Funktioniert aber leider nicht, die Site gibt es nicht mehr...

Hat mir jemand ne Idee, wo ich die Infos sonst her kriege

DANKE!!

LG Iris


----------



## sheel (6. Juli 2010)

Keine Ahnung obs stimmt, aber angeblich ist der Arme depressiv geworden und mit 62 gestorben.

Was die Datei angeht: Ist wirklich nicht schwer, die über Google zu finden.
Gleich der erste Eintrag hat den Code zum rauskopieren.


----------



## Maik (6. Juli 2010)

Hi,

mir wurde leider auch diese schreckliche Nachricht übermittelt, als ich kürzlich die längere Offline-Zeit der Seite angesprochen habe.

Ich konnte aber gerade eben eine Kopie der Dokumentation (tooltip.htm) ausfindig machen ;-)

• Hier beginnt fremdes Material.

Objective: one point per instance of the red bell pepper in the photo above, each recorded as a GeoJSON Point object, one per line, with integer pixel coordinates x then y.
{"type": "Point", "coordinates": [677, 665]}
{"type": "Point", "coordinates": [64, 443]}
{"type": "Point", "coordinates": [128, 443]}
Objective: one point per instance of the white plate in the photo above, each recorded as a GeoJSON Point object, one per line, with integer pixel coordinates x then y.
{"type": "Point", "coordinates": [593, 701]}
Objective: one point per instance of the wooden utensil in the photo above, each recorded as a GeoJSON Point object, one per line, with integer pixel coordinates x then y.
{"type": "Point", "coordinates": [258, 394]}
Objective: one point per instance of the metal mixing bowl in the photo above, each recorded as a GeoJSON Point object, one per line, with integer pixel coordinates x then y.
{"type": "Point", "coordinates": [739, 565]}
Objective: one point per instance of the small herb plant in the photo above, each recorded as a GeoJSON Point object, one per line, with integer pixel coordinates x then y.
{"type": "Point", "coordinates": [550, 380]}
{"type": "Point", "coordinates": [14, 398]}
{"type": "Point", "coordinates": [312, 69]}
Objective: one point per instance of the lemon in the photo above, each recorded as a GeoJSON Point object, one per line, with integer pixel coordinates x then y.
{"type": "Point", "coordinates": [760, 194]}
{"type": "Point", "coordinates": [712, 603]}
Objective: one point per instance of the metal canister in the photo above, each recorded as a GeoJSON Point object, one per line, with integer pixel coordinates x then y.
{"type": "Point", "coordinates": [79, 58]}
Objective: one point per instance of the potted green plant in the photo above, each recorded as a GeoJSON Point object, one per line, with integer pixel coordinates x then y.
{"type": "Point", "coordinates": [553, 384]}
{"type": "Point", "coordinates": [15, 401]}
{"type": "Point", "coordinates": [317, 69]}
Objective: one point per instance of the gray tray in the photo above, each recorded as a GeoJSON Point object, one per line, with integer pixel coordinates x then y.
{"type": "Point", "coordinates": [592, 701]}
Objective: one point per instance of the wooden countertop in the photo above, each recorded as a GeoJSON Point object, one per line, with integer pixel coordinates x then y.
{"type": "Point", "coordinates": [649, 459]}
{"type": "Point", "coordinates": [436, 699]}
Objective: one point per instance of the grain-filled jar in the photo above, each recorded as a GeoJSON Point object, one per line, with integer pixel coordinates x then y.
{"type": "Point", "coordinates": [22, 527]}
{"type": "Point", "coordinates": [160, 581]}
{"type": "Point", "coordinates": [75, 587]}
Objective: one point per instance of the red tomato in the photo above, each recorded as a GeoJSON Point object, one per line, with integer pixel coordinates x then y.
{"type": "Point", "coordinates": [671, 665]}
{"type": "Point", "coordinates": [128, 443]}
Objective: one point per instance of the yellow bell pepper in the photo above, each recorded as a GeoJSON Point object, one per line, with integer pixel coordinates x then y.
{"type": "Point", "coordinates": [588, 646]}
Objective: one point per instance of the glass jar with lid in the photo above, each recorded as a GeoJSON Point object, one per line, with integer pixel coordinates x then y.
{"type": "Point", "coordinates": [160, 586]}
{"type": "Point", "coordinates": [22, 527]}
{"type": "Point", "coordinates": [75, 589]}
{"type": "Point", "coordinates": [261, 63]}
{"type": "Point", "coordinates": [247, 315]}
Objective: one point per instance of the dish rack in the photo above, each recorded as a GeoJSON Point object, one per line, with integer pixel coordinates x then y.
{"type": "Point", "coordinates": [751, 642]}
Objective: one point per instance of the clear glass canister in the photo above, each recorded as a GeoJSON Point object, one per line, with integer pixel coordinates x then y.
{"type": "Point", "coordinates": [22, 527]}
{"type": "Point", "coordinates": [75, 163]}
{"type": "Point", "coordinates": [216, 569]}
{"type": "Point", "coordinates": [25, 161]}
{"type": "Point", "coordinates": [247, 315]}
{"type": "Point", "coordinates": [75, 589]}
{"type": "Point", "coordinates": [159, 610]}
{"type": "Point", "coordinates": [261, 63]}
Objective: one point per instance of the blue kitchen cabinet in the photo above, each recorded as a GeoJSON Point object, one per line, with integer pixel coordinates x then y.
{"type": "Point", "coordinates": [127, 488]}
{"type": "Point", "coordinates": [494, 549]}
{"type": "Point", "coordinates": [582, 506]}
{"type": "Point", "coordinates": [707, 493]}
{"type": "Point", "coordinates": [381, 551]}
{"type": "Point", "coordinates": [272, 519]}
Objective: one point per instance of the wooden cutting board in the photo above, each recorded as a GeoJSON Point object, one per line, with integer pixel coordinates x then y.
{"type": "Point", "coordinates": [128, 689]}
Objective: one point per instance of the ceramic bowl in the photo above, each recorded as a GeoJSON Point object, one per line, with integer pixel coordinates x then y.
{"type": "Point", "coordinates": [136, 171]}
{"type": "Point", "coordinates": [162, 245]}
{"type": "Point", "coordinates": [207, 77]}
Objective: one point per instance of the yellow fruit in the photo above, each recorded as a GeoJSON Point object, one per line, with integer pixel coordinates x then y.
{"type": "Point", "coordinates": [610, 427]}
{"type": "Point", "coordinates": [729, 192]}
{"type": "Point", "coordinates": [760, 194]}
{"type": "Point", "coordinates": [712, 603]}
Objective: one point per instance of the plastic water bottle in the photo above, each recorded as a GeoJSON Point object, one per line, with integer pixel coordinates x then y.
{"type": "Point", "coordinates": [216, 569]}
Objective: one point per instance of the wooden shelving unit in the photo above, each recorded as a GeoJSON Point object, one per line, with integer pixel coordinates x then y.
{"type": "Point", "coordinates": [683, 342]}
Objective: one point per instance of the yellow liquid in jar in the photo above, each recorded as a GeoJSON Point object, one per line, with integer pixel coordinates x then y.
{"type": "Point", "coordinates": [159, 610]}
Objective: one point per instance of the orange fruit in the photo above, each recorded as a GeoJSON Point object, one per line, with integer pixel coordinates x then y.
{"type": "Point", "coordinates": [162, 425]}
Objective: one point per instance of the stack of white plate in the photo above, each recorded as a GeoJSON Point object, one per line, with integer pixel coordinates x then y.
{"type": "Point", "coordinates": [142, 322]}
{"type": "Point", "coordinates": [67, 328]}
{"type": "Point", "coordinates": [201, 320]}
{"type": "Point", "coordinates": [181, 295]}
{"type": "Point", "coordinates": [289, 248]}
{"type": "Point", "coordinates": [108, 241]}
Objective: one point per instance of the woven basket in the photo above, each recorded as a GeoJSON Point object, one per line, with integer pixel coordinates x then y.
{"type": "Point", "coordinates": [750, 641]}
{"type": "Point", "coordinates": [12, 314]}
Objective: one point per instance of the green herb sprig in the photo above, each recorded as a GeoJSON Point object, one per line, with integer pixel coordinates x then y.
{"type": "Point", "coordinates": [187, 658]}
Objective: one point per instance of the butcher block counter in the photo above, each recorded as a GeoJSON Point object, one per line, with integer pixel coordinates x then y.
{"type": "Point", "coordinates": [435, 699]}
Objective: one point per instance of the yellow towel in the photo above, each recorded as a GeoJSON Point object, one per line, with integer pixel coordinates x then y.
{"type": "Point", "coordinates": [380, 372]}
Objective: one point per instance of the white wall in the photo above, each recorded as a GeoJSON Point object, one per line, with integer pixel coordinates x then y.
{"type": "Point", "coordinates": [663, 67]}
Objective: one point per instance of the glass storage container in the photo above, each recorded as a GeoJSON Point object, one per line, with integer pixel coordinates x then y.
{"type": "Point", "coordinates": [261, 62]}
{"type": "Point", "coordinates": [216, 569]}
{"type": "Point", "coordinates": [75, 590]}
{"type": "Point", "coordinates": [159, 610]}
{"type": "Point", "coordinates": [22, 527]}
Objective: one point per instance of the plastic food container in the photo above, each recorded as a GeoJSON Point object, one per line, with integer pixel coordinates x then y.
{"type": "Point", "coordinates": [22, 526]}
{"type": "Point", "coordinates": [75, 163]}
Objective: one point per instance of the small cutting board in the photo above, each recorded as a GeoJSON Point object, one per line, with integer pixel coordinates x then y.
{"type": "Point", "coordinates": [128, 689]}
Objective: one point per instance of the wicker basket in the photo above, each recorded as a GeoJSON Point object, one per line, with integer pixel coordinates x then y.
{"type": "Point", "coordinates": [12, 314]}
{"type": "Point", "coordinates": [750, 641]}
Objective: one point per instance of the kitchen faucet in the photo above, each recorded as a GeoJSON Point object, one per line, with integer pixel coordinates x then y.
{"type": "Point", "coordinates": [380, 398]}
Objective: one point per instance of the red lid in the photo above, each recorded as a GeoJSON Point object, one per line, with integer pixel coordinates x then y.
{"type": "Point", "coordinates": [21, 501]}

http://www.abalslev.dk/js_workshop/_WZ_DragDropTing/WZ_downloads/tooltips.html

Leider wurde es versäumt, ebenso die Erweiterungen-Seite (extensions.htm) mit zusätzlichen Konfigurationsmöglichkeiten  auf dem Server bereitzustellen 

Aber was nicht ist, kann ja noch werden - ich halte weiter Ausschau 

mfg Maik


----------



## Quaese (6. Juli 2010)

Hi,

auch immer ein guter Anlaufpunkt in solchen Sachen web.archiv.org. Dort finden sich
www.walterzorn.de und sein tooltip.

Ciao
Quaese


----------



## Maik (6. Juli 2010)

Bin ich gaga  :suspekt:

War vorhin meine erste Anlaufstelle zwecks Recherche, und dann diese sinngemäße Antwort vom Server


> Sorry, no matches found.



mfg Maik


----------



## Quaese (6. Juli 2010)

Ich könnte ja jetzt sagen, dass so ein Server auch seinen Stolz hat, aber das wäre fies ;-)

Quaese


----------



## Maik (6. Juli 2010)

Stolz? 

Ich führe so ein Verhalten eindeutig auf Amnesie, Gedächtnislücken zurück 

mfg Maik


----------



## tacktales (7. Juli 2010)

*DANKE!!

Ihr seit spitze!*

Obwohl ich auch auf die Idee mit dem Webarchiv hätte kommen können!! :--(

LG Iris


----------